The turnstile antenna invented in 1936 by Brown  is a valuable tool to create a circularly-polarized pattern (RHCP or LHCP). It is commonly used in mobile communications.
The turnstile antenna usually operates at the fundamental (series) resonance of the dipole-like antenna. In order to achieve circular polarization, the turnstile antenna has either an external quadrature hybrid as a 90 degree power divider/combiner or an internal built-in phase shifting network. In this example, the antenna is designed for 300 MHz. The spacing between the two crossed dipoles is of the order of lambda/50.
freq = 300e6; lambda = 3e8/freq; offset = lambda/50; spacing = lambda/2; length = lambda/2.1; width = lambda/50; anglevar= 0:10:180; freqrange = 200e6:2e6:400e6; gndspacing = lambda/4;
The turnstile antenna is created by using two identical dipoles oriented at right angles to each other.The default crossed dipole catalog element is rotated by 90 degrees to set it up in the X-Y plane. The desired 90 degree phase shift is obtained by specifying the phase shift of the second dipole to 90 degree
d = dipole('Length',length,'Width',width); ant= dipoleCrossed('Element',d,'Tilt',90,'TiltAxis',[0 1 0]); figure; show(ant);
The plot below shows the return loss of the first element of the turnstile antenna. As the two elements are identical, the return loss of the second dipole should be the same. The elements are well matched to a 75 ohm system.
figure; returnLoss(ant, freqrange, 75);
The radiation pattern of the crossed-dipole is symmetric about the x-y plane and the peak value is close to 2.1dBi.
The axial ratio of the turnstile is calculated and plotted in the two principal planes. As can be seen in the plot, the axial ratio is less than 3dB, around 45 degrees on either side of boresight. This indicates that the antenna gives close to circular polarization in the 90 degree region around the boresight.
AR1 = axialRatio(ant, freq, 0, anglevar); AR2 = axialRatio(ant, freq, 90, anglevar); figure; plot(anglevar, AR1, 'r*-', anglevar, AR2, 'ro-'); axis([0 180 0 5]); grid on; xlabel('elevation (deg)') legend('az = 0', 'az = 90') ylabel('Axial ratio (dB)'); title('turnstile antenna')
The figure below shows a three element turnstile array. The spacing between the elements is chosen to be lambda/2. The first turnstile element is at the origin while the other two elements are one half wavelength away.
The plot below shows the directivity of the resultant array. The peak value is close to 6.8 dBi. The pattern is still symmetric about the X-Y plane.
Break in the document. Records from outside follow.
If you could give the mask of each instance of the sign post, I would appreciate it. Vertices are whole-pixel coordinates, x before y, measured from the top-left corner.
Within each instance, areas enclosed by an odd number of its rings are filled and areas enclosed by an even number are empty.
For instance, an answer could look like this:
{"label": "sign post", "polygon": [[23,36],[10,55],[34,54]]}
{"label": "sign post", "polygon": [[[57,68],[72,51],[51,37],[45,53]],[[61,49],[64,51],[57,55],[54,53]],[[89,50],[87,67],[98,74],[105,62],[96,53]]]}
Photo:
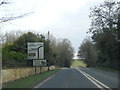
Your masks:
{"label": "sign post", "polygon": [[47,62],[44,59],[44,43],[43,42],[28,42],[28,60],[32,60],[32,66],[46,66]]}

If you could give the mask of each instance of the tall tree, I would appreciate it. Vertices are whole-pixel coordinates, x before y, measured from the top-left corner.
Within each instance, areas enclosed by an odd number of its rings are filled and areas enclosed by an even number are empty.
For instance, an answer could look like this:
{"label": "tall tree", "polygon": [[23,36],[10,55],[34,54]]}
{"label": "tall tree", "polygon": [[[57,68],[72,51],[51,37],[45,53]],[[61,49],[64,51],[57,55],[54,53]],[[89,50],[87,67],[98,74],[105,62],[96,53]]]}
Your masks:
{"label": "tall tree", "polygon": [[95,66],[97,61],[97,51],[89,38],[83,40],[78,51],[79,58],[82,58],[87,66]]}
{"label": "tall tree", "polygon": [[90,32],[98,49],[99,62],[109,67],[117,66],[119,6],[119,2],[108,0],[91,8],[90,12]]}

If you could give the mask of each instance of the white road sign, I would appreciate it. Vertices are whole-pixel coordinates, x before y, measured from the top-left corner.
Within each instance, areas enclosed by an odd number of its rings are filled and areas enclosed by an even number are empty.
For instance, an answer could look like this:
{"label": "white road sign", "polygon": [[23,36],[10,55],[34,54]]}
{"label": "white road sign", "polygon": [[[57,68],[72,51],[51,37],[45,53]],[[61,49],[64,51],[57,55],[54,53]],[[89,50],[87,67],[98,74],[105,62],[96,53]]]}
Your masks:
{"label": "white road sign", "polygon": [[43,42],[28,43],[28,59],[44,59],[44,43]]}
{"label": "white road sign", "polygon": [[46,60],[33,60],[33,66],[46,66]]}

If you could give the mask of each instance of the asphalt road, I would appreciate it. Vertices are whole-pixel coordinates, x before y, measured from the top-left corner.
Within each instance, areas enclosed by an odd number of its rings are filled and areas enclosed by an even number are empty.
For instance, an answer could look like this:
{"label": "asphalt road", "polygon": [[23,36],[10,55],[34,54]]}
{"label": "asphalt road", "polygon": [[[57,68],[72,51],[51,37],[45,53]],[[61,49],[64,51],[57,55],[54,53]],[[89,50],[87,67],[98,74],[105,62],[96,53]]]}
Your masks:
{"label": "asphalt road", "polygon": [[101,85],[91,76],[109,88],[118,88],[118,75],[116,73],[90,68],[63,69],[35,88],[100,88]]}

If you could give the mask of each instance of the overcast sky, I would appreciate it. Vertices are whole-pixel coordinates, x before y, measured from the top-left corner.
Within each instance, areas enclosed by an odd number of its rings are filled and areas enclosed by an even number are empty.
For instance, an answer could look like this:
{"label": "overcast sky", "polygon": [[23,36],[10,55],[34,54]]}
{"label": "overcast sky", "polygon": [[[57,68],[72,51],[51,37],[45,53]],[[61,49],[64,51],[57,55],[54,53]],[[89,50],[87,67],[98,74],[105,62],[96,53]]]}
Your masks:
{"label": "overcast sky", "polygon": [[[8,0],[9,1],[9,0]],[[11,3],[0,8],[1,16],[32,14],[3,26],[3,30],[31,30],[38,33],[50,31],[56,38],[67,38],[75,52],[88,36],[90,27],[90,7],[103,3],[104,0],[10,0]]]}

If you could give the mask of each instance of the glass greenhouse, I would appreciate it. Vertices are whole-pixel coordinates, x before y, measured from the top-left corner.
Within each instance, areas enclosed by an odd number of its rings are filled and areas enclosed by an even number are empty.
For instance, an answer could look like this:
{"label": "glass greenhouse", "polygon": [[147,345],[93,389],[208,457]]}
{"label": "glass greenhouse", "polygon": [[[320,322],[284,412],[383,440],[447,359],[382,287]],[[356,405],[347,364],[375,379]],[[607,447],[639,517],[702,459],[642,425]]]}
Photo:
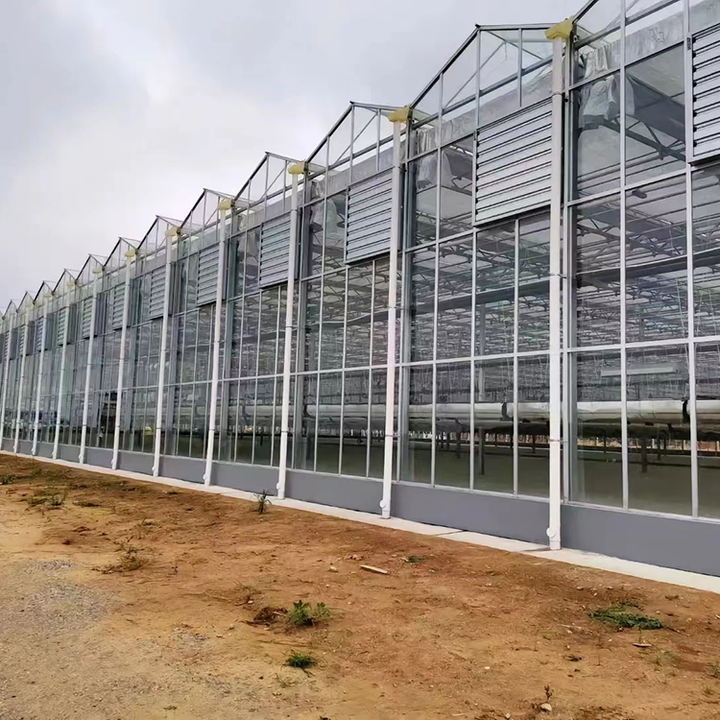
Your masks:
{"label": "glass greenhouse", "polygon": [[476,27],[0,358],[6,451],[720,574],[720,3]]}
To prevent loss of radiation below the x-y plane, a reflector can be added. Below is a four element turnstile array backed by a reflector. The reflector length is twice the wavelength while the width is a wavelength. The spacing between the reflector and the antenna is quarter wavelength. The array is symmetric about the origin, so there is no element at the origin.
r = reflector('Exciter',ant,'GroundPlaneLength',lambda/2, ... 'GroundPlaneWidth', lambda,'Spacing',gndspacing); refarray =linearArray('Element',r,'ElementSpacing',spacing,'NumElements',4); show(refarray);
The plot below shows the radiation pattern of the four element array. The peak value is close to 12.6 dBi. The presence of the reflector ensures that most of the energy is radiated along the positive z-axis.
figure; pattern(refarray, freq);
The plot below shows the pattern slice at zero azimuth angle.
figure; patternElevation(refarray, freq);
A turnstile array over an electrically large structure can be approximated by placing it over an infinite ground plane. This can be achieved by making the ground plane length of the reflector infinite.
refarray.Element.GroundPlaneLength = inf; show(refarray);
The plot below shows the radiation pattern of the turnstile array over an infinite ground plane. As expected, no energy is leaked below the ground.
 G. H. Brown, "The turnstile antenna," Electronics, April 1936, pp. 14-17.